New Prophet Inequalities via Poissonization and Sharding
Elfarouk Harb
TL;DR
This work addresses prophet inequalities by introducing a unified framework built on Poissonization and sharding. The approach analyzes complex sequential decision problems via Poissonized shard counts and stochastic dominance, yielding tighter bounds across many variants (Top-$1$-of-$k$, Prophet Secretary, Semi-Online, SOLM) and simplifying proofs. Key contributions include improved competitive ratios for non-IID and IID settings, near-tight results for small $k$, adaptive threshold strategies, and an $O(\log^{*} n)$ load algorithm for SOLM, along with algorithmic templates that extend to order-selection and oracle-augmented models. The framework provides both practical improvements in constants and conceptual clarity, with potential to unlock further results in related prophet-inequality variants and dynamic settings.
Abstract
This work introduces \emph{sharding} and \emph{Poissonization} as a unified framework for analyzing prophet inequalities.
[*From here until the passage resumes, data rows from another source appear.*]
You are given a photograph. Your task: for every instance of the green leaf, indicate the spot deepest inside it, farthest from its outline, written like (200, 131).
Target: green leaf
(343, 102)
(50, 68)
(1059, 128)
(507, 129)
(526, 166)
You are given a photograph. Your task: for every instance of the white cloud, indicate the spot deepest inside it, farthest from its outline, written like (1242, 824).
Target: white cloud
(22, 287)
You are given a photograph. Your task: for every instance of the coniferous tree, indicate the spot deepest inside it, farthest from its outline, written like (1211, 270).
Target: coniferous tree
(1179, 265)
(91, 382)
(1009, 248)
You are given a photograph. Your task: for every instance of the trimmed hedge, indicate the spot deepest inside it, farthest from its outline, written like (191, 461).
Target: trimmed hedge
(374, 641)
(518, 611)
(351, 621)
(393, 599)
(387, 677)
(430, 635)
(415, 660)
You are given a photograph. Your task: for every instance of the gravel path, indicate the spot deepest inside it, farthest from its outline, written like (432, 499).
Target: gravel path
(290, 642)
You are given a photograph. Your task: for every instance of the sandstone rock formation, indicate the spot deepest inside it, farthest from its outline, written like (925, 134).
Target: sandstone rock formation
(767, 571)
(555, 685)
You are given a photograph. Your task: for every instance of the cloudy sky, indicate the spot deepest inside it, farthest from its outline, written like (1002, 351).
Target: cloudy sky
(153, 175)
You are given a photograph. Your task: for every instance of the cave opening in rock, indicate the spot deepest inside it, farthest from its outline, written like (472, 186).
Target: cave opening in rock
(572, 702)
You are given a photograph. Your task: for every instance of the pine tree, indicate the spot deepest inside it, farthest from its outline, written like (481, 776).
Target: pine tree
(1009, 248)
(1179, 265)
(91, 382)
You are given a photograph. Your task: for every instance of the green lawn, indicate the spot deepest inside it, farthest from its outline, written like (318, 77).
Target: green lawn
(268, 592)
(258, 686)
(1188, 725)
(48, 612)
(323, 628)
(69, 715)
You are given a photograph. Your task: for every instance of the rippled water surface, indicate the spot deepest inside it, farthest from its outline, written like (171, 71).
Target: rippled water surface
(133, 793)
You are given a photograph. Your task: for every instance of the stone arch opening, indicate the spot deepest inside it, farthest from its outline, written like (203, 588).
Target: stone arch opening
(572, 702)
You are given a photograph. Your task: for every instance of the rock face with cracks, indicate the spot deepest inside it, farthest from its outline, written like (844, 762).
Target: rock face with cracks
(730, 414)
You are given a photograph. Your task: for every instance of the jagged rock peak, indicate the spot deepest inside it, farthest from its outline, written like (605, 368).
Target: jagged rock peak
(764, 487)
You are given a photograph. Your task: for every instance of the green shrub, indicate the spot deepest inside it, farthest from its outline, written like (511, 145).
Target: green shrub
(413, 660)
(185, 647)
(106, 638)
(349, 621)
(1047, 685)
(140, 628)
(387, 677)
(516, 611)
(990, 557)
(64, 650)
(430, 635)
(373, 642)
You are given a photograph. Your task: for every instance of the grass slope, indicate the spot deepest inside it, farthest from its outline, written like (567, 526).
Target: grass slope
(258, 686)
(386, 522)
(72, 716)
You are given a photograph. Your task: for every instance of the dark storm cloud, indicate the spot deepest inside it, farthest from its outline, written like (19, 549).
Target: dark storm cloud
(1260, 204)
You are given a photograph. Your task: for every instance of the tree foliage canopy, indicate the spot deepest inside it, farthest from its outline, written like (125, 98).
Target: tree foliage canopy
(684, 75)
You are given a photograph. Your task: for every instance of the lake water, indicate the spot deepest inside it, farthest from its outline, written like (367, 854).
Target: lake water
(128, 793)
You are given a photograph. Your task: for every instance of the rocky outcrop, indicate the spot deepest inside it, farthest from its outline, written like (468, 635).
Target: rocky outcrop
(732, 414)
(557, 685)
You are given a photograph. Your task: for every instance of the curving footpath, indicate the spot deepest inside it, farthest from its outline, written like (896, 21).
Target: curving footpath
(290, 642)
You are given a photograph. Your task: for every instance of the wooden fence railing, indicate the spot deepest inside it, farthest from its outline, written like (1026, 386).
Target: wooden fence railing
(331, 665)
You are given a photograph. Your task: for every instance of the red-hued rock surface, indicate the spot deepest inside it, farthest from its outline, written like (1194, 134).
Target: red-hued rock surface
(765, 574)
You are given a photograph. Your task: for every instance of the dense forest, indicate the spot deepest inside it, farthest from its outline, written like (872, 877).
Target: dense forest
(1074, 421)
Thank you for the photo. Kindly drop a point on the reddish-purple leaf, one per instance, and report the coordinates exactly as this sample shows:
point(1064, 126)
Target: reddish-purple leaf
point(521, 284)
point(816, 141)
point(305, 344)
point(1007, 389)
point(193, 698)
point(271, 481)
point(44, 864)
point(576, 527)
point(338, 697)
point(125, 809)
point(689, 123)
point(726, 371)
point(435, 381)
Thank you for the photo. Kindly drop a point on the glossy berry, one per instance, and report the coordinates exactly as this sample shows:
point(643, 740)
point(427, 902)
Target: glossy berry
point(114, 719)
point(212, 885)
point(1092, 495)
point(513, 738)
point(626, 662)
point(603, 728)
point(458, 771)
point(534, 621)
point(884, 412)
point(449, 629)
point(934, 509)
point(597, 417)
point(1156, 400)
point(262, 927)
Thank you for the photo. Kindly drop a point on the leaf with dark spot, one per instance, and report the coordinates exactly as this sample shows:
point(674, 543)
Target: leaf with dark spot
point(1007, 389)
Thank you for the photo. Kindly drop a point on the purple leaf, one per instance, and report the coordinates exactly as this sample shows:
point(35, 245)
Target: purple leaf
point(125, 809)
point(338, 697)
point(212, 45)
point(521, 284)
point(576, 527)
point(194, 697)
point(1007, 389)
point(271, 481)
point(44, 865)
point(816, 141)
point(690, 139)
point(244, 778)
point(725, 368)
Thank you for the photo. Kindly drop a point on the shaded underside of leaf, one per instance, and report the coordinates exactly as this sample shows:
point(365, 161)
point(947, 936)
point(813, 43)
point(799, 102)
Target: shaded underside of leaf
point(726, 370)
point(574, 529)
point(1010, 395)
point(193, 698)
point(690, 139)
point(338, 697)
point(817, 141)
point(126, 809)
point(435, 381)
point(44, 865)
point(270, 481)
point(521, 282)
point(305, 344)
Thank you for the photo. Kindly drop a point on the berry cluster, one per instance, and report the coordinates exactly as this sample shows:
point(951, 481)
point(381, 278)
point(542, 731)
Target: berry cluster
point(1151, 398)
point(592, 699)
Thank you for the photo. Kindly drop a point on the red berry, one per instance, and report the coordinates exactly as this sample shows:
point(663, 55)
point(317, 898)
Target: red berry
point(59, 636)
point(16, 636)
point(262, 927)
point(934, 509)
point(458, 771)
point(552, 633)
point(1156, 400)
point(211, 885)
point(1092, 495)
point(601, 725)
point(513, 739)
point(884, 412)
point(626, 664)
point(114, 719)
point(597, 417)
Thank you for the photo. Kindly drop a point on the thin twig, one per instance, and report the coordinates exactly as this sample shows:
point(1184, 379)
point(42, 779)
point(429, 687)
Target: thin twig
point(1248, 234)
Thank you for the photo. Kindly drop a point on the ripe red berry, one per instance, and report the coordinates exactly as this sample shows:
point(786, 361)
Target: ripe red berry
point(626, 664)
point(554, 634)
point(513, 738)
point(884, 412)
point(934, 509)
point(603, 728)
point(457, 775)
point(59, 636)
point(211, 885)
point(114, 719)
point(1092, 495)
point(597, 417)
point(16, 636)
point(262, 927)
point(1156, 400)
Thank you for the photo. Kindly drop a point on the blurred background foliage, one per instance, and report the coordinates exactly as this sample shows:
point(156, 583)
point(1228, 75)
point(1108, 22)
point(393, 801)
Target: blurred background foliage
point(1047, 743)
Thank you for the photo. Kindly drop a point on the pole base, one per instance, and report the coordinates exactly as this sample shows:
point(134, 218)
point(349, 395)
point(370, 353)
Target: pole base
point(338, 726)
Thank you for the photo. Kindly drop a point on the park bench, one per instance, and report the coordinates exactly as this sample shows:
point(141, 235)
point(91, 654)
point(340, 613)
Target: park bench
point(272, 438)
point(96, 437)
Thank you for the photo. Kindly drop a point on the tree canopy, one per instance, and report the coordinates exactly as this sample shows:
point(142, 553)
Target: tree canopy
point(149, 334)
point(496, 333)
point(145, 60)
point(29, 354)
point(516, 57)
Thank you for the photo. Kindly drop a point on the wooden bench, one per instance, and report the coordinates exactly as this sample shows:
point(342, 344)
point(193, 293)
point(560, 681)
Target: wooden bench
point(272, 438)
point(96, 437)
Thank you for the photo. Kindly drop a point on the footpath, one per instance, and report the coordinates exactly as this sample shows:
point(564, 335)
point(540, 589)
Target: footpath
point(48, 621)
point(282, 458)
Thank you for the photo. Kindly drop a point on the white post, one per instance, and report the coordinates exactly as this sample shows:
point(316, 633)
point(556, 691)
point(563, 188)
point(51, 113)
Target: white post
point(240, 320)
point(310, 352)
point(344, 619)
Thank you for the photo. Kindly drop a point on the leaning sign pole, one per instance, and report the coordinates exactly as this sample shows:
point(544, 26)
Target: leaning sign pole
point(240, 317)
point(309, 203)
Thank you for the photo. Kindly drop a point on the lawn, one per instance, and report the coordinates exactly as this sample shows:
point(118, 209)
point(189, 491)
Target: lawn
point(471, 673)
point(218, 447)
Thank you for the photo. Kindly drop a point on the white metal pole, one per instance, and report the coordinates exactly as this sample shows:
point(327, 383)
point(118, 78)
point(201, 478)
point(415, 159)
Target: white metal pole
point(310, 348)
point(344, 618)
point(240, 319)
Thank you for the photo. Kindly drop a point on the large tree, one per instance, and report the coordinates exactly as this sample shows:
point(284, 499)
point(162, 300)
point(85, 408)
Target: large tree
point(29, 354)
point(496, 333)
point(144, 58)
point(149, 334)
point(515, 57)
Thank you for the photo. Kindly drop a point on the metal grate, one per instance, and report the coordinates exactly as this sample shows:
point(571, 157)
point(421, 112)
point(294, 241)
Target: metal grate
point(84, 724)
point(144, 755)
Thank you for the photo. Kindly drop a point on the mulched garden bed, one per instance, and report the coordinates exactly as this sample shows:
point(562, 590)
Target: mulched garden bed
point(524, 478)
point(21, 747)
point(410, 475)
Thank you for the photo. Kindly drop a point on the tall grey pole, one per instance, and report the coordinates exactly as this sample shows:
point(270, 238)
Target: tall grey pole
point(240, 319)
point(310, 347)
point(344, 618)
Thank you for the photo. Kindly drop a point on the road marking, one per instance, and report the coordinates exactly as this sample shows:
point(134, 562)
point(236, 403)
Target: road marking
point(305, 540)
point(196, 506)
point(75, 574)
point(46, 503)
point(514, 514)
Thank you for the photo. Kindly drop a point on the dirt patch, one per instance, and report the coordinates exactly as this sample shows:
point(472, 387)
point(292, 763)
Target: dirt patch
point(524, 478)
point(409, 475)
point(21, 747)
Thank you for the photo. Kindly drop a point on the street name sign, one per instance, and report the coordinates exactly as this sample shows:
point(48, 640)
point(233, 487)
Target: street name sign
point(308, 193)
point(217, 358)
Sharding involves splitting a random variable into several independent random variables, shards, that collectively mimic the original variable's behavior. We combine this with Poissonization, where these shards are modeled using a Poisson distribution. Despite the simplicity of our framework, we improve the competitive ratio analysis of a dozen well studied prophet inequalities in the literature, some of which have been studied for decades. This includes the \textsc{Top-$1$-of-$k$} prophet inequality, prophet secretary inequality, and semi-online prophet inequality, among others. This approach not only refines the constants but also offers a more intuitive and streamlined analysis for many prophet inequalities in the literature. Furthermore, it simplifies proofs of several known results and may be of independent interest for other variants of the prophet inequality, such as order-selection.